It would be very convenient if Promise's ethical opinions were such that rescuing her from Thorn and getting her her tree entitled the prince to one free assassination, that having exhibited an objection to strangers drowning other strangers and her being without something it took him a few seconds to fetch he could be safely issued a license to kill.
Her ethics are not thus, so she has to think.
What would have to be true for this to be an elaborate deception -
- for one thing he'd have to believe he wasn't actually obviously in the right, that his actual case was weak and he needed to make up for it with not even particularly lurid allusions to torture. He's not optimizing for sounding convincing or urgent, though.
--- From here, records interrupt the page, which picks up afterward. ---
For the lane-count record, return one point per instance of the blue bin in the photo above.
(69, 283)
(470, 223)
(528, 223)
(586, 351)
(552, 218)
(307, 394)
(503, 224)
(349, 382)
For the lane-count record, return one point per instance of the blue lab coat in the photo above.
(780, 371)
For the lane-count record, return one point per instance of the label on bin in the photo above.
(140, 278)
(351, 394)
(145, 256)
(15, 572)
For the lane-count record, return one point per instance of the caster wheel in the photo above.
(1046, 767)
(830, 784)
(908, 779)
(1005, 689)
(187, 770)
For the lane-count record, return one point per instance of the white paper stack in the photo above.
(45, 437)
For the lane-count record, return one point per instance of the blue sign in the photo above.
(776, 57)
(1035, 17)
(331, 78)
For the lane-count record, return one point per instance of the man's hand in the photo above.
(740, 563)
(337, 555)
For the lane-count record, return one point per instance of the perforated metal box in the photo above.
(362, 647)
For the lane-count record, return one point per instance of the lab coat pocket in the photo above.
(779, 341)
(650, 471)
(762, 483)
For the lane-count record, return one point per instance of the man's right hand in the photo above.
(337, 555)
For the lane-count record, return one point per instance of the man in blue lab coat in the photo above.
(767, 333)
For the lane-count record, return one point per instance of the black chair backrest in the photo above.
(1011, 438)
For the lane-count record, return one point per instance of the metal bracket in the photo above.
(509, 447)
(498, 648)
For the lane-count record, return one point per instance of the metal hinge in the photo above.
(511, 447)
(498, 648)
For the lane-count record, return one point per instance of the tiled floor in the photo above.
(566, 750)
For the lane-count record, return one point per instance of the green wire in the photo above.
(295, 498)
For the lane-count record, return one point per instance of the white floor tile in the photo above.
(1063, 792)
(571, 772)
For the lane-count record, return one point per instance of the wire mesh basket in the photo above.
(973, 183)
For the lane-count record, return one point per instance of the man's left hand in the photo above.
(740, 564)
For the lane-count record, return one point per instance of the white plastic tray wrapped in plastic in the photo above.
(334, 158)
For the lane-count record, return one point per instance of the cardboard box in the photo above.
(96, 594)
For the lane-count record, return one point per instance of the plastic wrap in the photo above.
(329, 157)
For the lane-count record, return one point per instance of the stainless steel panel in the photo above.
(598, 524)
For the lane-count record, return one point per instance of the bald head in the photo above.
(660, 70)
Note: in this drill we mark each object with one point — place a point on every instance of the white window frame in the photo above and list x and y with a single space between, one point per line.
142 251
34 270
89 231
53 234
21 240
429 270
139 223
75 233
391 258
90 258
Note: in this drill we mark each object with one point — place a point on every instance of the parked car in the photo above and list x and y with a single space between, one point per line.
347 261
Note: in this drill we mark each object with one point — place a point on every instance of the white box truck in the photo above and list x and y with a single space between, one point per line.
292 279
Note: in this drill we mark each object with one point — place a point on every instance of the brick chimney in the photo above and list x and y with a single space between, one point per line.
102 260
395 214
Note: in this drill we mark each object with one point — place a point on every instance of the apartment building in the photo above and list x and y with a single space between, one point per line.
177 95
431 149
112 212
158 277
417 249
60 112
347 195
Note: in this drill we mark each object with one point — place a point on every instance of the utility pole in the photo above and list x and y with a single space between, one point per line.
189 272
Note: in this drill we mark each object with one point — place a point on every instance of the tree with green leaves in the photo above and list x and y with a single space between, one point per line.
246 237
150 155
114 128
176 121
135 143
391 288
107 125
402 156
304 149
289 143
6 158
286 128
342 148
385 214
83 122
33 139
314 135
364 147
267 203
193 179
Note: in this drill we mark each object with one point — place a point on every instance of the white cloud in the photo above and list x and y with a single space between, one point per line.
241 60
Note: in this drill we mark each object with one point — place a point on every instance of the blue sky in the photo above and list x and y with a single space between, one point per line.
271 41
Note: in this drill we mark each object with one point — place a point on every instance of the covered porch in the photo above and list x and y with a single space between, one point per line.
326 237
That flash of horror when he rescinded her orders would have to be fake, composed very quickly, composed without knowing anything about her or even fairies in general besides that she'd been held by someone who hurt her -
It's possible he's a mindreader and lied about that to tailor his pitch but she was not exactly thinking very clearly when he originally rescued her so she couldn't have been originally filtered for the purpose even like that.
Okay, he's not lying; could he be wrong -? Unlikely; if his story is true-as-he-understands-it he was paying attention and he seems very - meticulous.
She writes herself in circles for a bit, decides to sleep on it, does that, wakes up, eats haws that taste like safety all alone in her very own tree -
- comes out and says, "I'll help you."